One of the biggest is at the Icahn School of Medicine at Mount Sinai in New York City. The only health care enterprise in Fast Company magazine’s recent ranking of the top 10 innovators in big data, Mount Sinai is in the process of expanding a supercomputer it calls Demeter, named after the Greek goddess of the harvest, which supplements another system called Minerva, named for the Roman goddess associated with wisdom and healing. Together, the two machines will put in more than 100 million computation hours per year.

According to Joel Dudley, a member of the department of genetics and genomic sciences at Mount Sinai, researchers there are entering as much relevant information as possible into the system, including genomics data, clinical data, and phenotypic data. What the computing power affords that’s new, he says, is connectivity across these modalities.

“What big data will help us do is reconnect everything,” Dudley says. “It is a losing game to focus on one kind of data.” A patient’s genome scan, lifestyle information, electronic medical records, zip code, and much more can be brought together and crunched with reams of comparable data on other patients in efforts to develop precision therapies, cut hospital costs, and educate caregivers, he says. “What I hope is that data will allow physicians to take a more holistic look at patients’ health.”

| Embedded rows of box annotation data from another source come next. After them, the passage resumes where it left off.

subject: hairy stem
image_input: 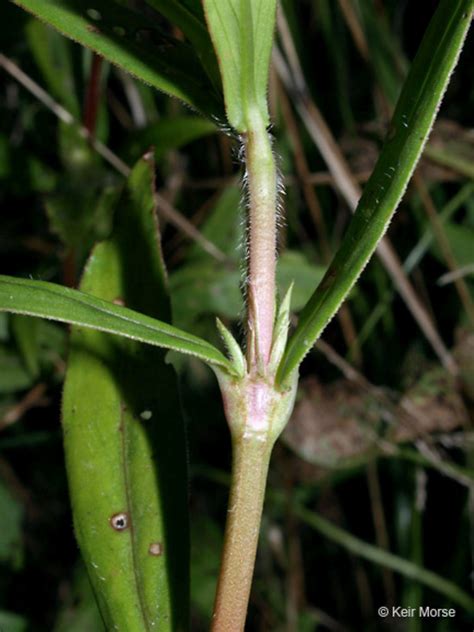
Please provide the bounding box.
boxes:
[211,437,272,632]
[244,117,277,371]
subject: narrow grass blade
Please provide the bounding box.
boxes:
[63,154,189,632]
[295,507,474,612]
[14,0,222,117]
[277,0,473,383]
[0,275,232,373]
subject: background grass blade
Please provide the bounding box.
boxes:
[0,275,232,370]
[63,154,189,632]
[277,0,473,383]
[15,0,222,117]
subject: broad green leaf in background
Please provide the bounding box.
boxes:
[0,478,24,568]
[14,0,222,117]
[0,275,233,372]
[277,0,473,383]
[0,610,29,632]
[203,0,276,132]
[0,345,33,394]
[52,562,104,632]
[63,158,189,632]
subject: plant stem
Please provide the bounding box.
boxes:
[211,370,297,632]
[244,116,277,370]
[211,436,273,632]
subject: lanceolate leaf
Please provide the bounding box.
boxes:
[63,154,189,632]
[0,275,232,372]
[277,0,473,383]
[203,0,276,132]
[14,0,222,117]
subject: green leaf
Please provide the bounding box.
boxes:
[12,314,40,378]
[25,20,80,117]
[53,563,105,632]
[63,158,189,632]
[0,347,33,394]
[203,0,276,132]
[0,610,29,632]
[147,0,220,88]
[0,275,232,372]
[14,0,222,117]
[277,0,473,383]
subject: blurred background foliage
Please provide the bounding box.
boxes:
[0,0,474,632]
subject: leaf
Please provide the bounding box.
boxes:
[53,563,105,632]
[203,0,276,133]
[277,0,473,383]
[0,610,29,632]
[25,20,80,118]
[0,347,33,394]
[63,158,189,632]
[0,479,24,572]
[146,0,220,89]
[0,275,232,372]
[14,0,222,117]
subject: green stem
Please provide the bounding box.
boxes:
[211,436,273,632]
[211,370,297,632]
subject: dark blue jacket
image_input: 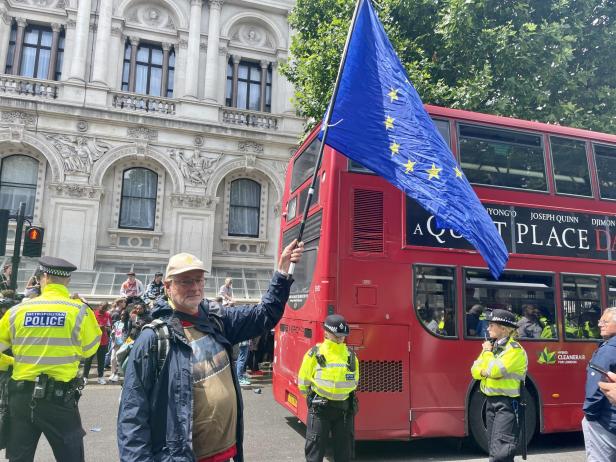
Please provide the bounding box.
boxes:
[583,336,616,434]
[117,272,292,462]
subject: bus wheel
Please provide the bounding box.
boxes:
[468,387,537,453]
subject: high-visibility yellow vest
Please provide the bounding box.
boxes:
[298,339,359,401]
[0,284,101,382]
[0,353,15,372]
[471,338,528,398]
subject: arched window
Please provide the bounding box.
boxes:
[118,168,158,230]
[0,155,38,217]
[229,178,261,237]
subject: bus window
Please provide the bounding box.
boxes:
[291,138,321,192]
[282,211,322,310]
[607,277,616,307]
[550,136,592,197]
[459,124,547,191]
[593,144,616,199]
[464,269,558,340]
[414,265,457,337]
[562,275,601,340]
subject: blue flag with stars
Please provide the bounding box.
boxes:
[321,0,508,278]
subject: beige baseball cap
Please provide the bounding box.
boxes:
[165,253,208,279]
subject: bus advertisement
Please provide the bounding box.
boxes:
[273,106,616,449]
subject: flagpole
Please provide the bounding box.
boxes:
[288,0,370,277]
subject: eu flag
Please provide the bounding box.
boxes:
[321,0,508,278]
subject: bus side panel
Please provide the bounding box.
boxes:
[272,318,322,422]
[349,324,410,440]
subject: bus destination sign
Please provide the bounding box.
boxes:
[406,198,616,261]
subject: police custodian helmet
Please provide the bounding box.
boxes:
[323,314,349,337]
[487,309,518,327]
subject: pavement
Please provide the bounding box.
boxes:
[0,374,586,462]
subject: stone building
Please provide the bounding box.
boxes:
[0,0,303,298]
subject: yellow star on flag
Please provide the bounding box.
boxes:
[426,163,443,180]
[385,116,394,130]
[404,159,417,173]
[387,88,398,103]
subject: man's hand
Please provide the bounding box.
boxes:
[278,239,304,273]
[599,372,616,406]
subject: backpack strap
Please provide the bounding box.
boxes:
[347,350,356,372]
[143,319,170,372]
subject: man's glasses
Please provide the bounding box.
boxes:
[172,278,205,287]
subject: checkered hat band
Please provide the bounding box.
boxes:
[39,265,71,278]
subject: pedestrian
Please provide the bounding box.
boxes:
[218,278,235,306]
[145,271,165,304]
[0,257,101,462]
[120,271,143,303]
[297,314,359,462]
[83,303,111,385]
[582,308,616,462]
[0,263,13,291]
[117,241,303,462]
[471,309,528,462]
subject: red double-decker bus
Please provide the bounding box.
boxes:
[273,106,616,449]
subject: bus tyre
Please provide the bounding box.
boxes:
[468,387,537,453]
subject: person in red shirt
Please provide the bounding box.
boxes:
[83,303,111,385]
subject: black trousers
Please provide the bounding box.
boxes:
[83,345,109,379]
[486,396,520,462]
[6,381,86,462]
[305,406,355,462]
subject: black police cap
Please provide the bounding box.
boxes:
[323,314,350,337]
[487,309,518,327]
[39,257,77,278]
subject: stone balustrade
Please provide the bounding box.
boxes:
[220,107,279,130]
[0,75,58,99]
[109,91,175,115]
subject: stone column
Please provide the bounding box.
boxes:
[11,18,27,75]
[160,43,171,98]
[184,0,202,98]
[92,0,113,86]
[259,61,269,112]
[69,0,92,81]
[62,18,77,80]
[128,37,139,93]
[47,23,62,80]
[107,25,125,90]
[231,55,242,107]
[204,0,224,101]
[0,5,13,74]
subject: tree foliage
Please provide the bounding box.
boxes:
[283,0,616,133]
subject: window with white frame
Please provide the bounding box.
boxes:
[0,154,39,217]
[229,178,261,237]
[118,167,158,230]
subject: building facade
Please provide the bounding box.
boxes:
[0,0,303,298]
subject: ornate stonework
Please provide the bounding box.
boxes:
[171,194,214,209]
[126,127,158,141]
[167,149,222,186]
[237,141,263,154]
[50,183,102,199]
[46,135,111,175]
[0,111,36,127]
[126,3,175,30]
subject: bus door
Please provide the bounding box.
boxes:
[348,324,410,440]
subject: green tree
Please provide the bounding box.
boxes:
[283,0,616,133]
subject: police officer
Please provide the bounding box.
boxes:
[471,309,528,462]
[0,257,101,462]
[298,314,359,462]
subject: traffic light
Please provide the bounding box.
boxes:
[21,226,45,257]
[0,209,10,256]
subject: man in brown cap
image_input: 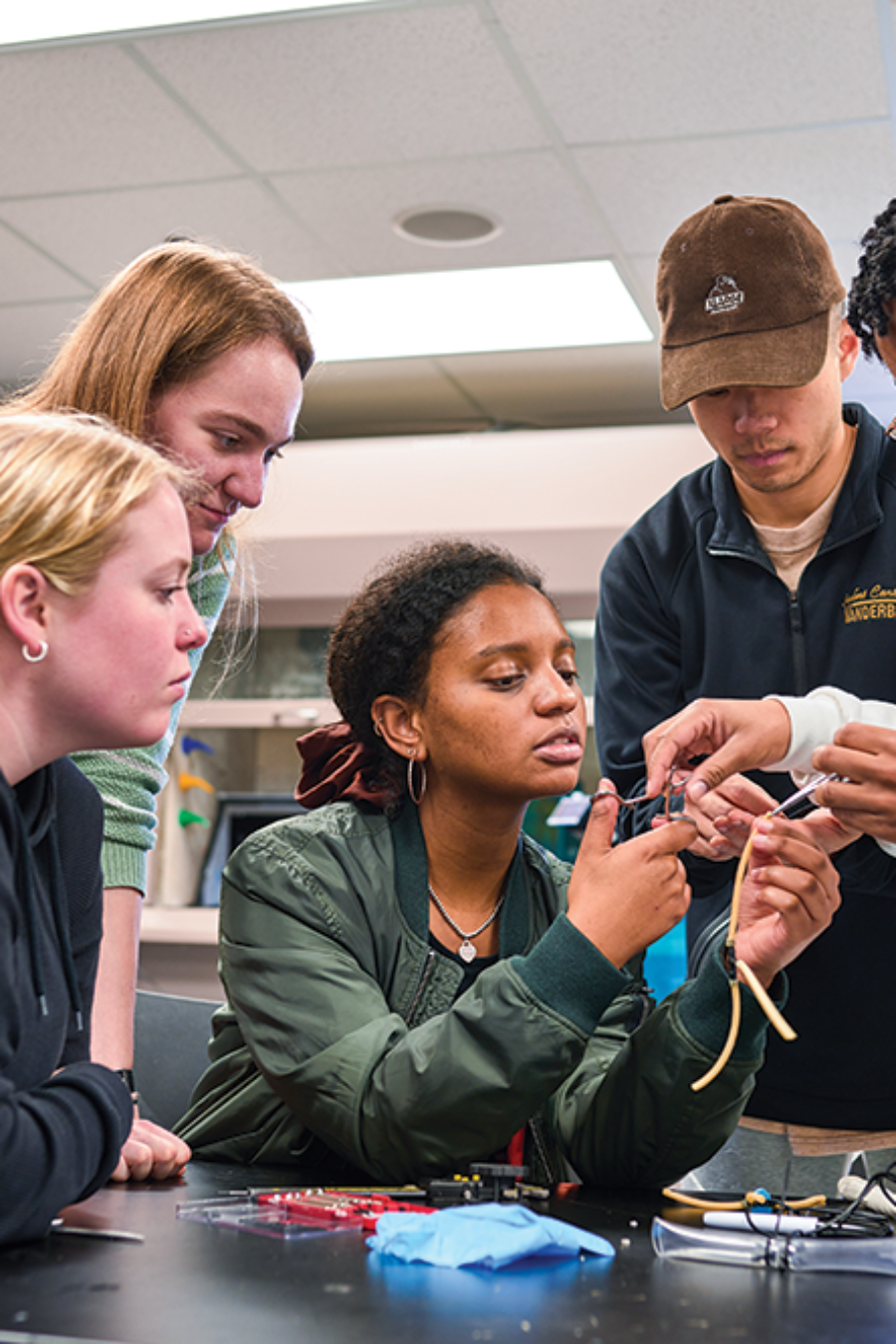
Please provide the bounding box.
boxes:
[595,196,896,1194]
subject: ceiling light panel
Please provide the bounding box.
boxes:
[291,261,653,361]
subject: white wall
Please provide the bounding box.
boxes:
[241,425,712,625]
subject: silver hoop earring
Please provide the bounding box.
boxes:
[22,640,50,663]
[407,752,426,807]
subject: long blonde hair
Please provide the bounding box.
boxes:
[0,414,197,596]
[7,242,315,438]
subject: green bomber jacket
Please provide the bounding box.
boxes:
[177,802,779,1186]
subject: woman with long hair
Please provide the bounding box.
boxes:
[7,242,315,1179]
[177,542,838,1186]
[0,415,207,1241]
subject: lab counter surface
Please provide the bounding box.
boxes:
[0,1163,896,1344]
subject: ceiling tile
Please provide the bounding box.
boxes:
[0,299,88,387]
[492,0,888,143]
[576,123,896,254]
[276,152,610,276]
[0,179,339,292]
[0,43,234,199]
[139,4,546,172]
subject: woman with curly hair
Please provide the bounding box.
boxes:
[846,199,896,377]
[177,542,838,1186]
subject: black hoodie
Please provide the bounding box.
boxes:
[0,761,133,1244]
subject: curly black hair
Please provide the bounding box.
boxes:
[846,199,896,358]
[327,541,544,794]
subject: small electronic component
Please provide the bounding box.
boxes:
[177,1163,551,1239]
[426,1163,551,1209]
[177,1188,435,1237]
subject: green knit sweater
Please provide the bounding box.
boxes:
[73,540,232,894]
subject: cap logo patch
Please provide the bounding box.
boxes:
[707,276,745,314]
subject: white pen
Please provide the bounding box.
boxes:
[703,1210,818,1236]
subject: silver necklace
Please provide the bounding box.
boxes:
[430,886,507,963]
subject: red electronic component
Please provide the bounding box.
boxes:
[257,1190,435,1232]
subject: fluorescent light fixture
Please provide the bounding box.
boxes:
[0,0,372,47]
[284,261,653,361]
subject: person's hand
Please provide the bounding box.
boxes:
[109,1116,192,1182]
[566,780,695,967]
[643,699,789,810]
[811,723,896,841]
[736,817,839,990]
[666,775,777,860]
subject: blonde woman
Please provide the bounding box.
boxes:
[9,242,315,1179]
[0,415,207,1243]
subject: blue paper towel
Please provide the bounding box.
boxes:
[366,1205,615,1268]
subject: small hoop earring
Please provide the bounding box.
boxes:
[407,752,426,807]
[22,640,50,663]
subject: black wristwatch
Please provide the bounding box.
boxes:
[112,1068,139,1106]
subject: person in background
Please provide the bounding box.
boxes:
[176,542,838,1186]
[846,199,896,400]
[0,405,205,1244]
[595,196,896,1194]
[636,199,896,855]
[7,242,315,1180]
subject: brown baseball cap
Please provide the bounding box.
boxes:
[657,196,846,411]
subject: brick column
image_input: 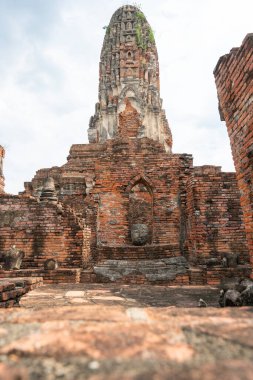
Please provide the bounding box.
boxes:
[214,34,253,265]
[0,145,5,194]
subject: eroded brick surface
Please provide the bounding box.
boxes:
[0,5,251,285]
[214,34,253,268]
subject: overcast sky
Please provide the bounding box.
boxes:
[0,0,253,194]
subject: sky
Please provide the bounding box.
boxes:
[0,0,253,194]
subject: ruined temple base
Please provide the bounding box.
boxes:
[0,277,43,308]
[0,284,253,380]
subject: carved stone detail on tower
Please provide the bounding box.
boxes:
[0,145,5,194]
[40,177,58,203]
[88,5,172,152]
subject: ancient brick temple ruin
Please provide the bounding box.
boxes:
[214,34,253,270]
[0,5,251,284]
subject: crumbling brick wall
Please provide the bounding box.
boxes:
[214,34,253,264]
[0,195,86,268]
[92,138,192,249]
[0,145,5,194]
[187,165,249,264]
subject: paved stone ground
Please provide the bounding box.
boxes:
[0,284,253,380]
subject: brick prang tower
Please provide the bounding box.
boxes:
[88,5,172,152]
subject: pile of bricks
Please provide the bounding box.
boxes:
[0,277,43,308]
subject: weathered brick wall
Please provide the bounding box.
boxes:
[186,166,249,264]
[92,138,192,251]
[0,145,5,194]
[0,195,89,268]
[214,34,253,264]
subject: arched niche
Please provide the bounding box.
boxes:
[128,178,153,245]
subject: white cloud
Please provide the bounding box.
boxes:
[0,0,253,193]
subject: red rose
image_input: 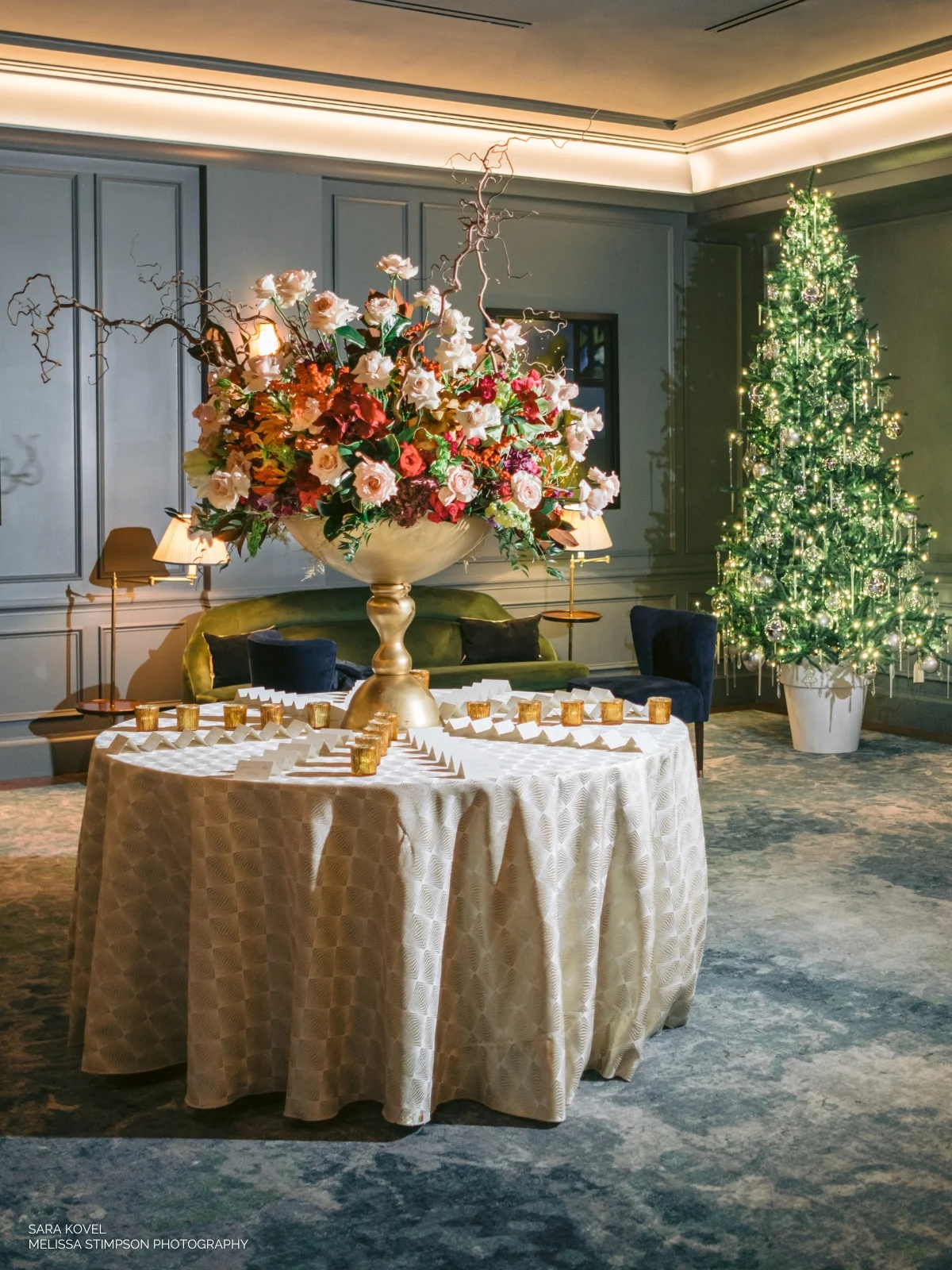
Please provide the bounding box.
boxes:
[397,442,427,476]
[427,489,466,525]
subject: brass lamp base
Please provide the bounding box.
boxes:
[344,582,440,730]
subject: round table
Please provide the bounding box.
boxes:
[70,707,707,1126]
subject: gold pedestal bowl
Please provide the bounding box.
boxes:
[287,516,489,729]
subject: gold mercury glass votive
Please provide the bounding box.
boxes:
[562,701,585,728]
[357,725,385,764]
[516,701,542,722]
[372,710,396,749]
[305,701,330,728]
[601,700,624,722]
[225,701,248,732]
[136,706,159,732]
[351,737,379,776]
[647,697,671,722]
[175,701,199,732]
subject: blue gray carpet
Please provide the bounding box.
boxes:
[0,711,952,1270]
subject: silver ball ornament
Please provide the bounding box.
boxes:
[741,648,766,671]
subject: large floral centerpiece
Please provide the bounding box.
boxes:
[186,254,620,567]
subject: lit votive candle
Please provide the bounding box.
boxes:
[601,698,624,722]
[175,701,199,732]
[136,706,159,732]
[306,701,330,728]
[562,701,585,728]
[647,697,671,722]
[225,701,248,732]
[351,737,379,776]
[516,701,542,722]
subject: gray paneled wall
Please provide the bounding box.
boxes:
[0,156,740,779]
[0,154,201,779]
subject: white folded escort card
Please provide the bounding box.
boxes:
[444,719,641,754]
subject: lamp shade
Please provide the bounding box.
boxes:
[152,516,228,565]
[562,506,612,551]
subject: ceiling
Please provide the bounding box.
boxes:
[0,0,952,127]
[0,0,952,198]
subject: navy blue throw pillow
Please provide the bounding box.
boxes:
[248,631,338,692]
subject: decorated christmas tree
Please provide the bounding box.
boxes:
[711,182,947,681]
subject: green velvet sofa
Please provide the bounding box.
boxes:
[182,587,589,701]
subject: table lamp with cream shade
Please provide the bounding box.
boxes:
[148,514,228,587]
[542,506,612,662]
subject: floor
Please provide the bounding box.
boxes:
[0,711,952,1270]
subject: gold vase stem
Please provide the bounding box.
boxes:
[344,582,440,730]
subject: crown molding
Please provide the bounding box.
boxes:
[0,39,952,195]
[0,30,952,132]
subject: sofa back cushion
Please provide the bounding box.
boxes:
[278,618,463,665]
[182,586,556,700]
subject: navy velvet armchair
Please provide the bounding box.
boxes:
[570,605,717,775]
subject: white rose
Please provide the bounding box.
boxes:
[579,468,622,519]
[402,370,440,410]
[251,273,275,305]
[455,402,503,452]
[589,468,622,503]
[354,459,396,506]
[274,269,317,305]
[363,296,397,326]
[436,335,476,375]
[188,506,214,550]
[512,471,542,512]
[245,354,284,392]
[377,252,420,281]
[307,291,360,335]
[195,471,251,512]
[414,287,443,314]
[354,349,393,389]
[311,446,349,489]
[542,375,579,411]
[192,398,221,436]
[565,423,592,464]
[486,318,525,357]
[436,464,476,506]
[565,410,605,464]
[440,309,472,339]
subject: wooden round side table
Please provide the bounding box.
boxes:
[539,608,601,662]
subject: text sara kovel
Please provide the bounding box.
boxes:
[29,1223,248,1253]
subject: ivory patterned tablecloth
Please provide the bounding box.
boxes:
[70,720,707,1124]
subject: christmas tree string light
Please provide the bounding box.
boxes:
[709,182,950,683]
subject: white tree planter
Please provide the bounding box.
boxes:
[781,662,869,754]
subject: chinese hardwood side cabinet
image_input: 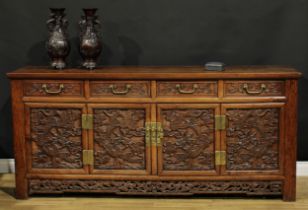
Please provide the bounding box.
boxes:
[8,66,300,201]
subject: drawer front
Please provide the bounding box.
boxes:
[24,80,84,97]
[224,80,285,97]
[90,81,151,98]
[157,81,217,97]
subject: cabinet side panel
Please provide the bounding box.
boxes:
[283,80,298,201]
[11,80,28,199]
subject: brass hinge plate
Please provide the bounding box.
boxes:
[82,150,94,165]
[151,122,157,146]
[82,114,93,129]
[145,122,151,147]
[156,122,164,147]
[215,115,226,130]
[215,151,226,166]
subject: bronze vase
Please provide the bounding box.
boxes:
[46,8,70,69]
[79,8,102,69]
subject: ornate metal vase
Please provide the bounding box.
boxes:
[46,8,70,69]
[79,8,102,69]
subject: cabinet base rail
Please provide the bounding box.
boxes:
[29,179,283,195]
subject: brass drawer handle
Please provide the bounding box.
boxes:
[42,84,64,94]
[175,84,199,94]
[109,85,132,95]
[243,83,266,95]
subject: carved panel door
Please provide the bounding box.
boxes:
[157,104,220,175]
[88,104,151,175]
[221,103,284,174]
[25,103,88,173]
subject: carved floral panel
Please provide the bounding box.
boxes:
[161,109,215,170]
[226,108,280,170]
[30,108,82,169]
[93,108,146,169]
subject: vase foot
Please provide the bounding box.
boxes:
[50,60,66,69]
[82,61,96,70]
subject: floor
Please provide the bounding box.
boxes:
[0,174,308,210]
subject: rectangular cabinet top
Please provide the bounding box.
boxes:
[7,66,301,80]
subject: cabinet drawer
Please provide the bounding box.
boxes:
[157,81,217,97]
[90,81,151,97]
[224,80,285,97]
[24,80,84,97]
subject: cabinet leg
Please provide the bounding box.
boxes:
[15,191,29,199]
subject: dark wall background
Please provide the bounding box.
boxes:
[0,0,308,160]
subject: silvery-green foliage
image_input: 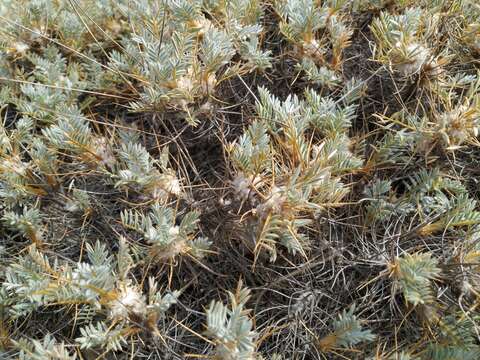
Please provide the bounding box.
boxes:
[206,284,257,360]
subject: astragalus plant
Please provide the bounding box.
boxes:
[4,0,480,360]
[229,88,362,261]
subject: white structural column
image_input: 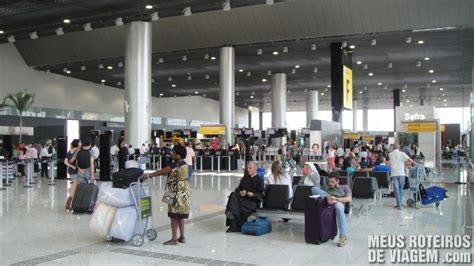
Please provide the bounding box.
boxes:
[306,91,319,127]
[219,46,235,147]
[125,21,152,148]
[362,106,369,132]
[352,101,358,132]
[271,73,286,128]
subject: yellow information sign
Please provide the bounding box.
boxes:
[342,65,353,109]
[344,133,360,140]
[403,122,436,133]
[199,125,225,135]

Dudley says he likes the term big data, but Mount Sinai is not playing a game of “my data is bigger than yours.” Wall Street or Facebook would laugh at the modest Minerva, he says. Math matters more, and what distinguishes Mount Sinai from Facebook is the level of sophistication of the data processing. What matters most is the patient, however. The computers at Mount Sinai are not in a cloud. They are in the same building as the clinic.

Not all the data are in about what role supercomputers will play in drug discovery and health care management. Dudley acknowledges that public disdain for big data in retail and social media is transferable and that many people are opposed to having a health data résumé following them to job interviews and the like. Sharing data between privately owned supercomputers may be a competitive issue, he says. But Dudley believes the real competition will be in data analysis.

The deflation phase can be delicious when it comes to megatrends. But it can be just as dangerous as the hype phase. A blanket dismissal of a packaged concept will blind us to its beneficial aspects. Ham-fisted pushback can start us on a short, easy path around the actual problems.

Big data is not Big Brother. Nor is it going away. It just isn’t quite here yet, and it’s natural for something so potentially huge to create anxiety in the early days. Eliot might quip that April is the cruelest month.

Views expressed on this page are those of the author and not necessarily those of ACS.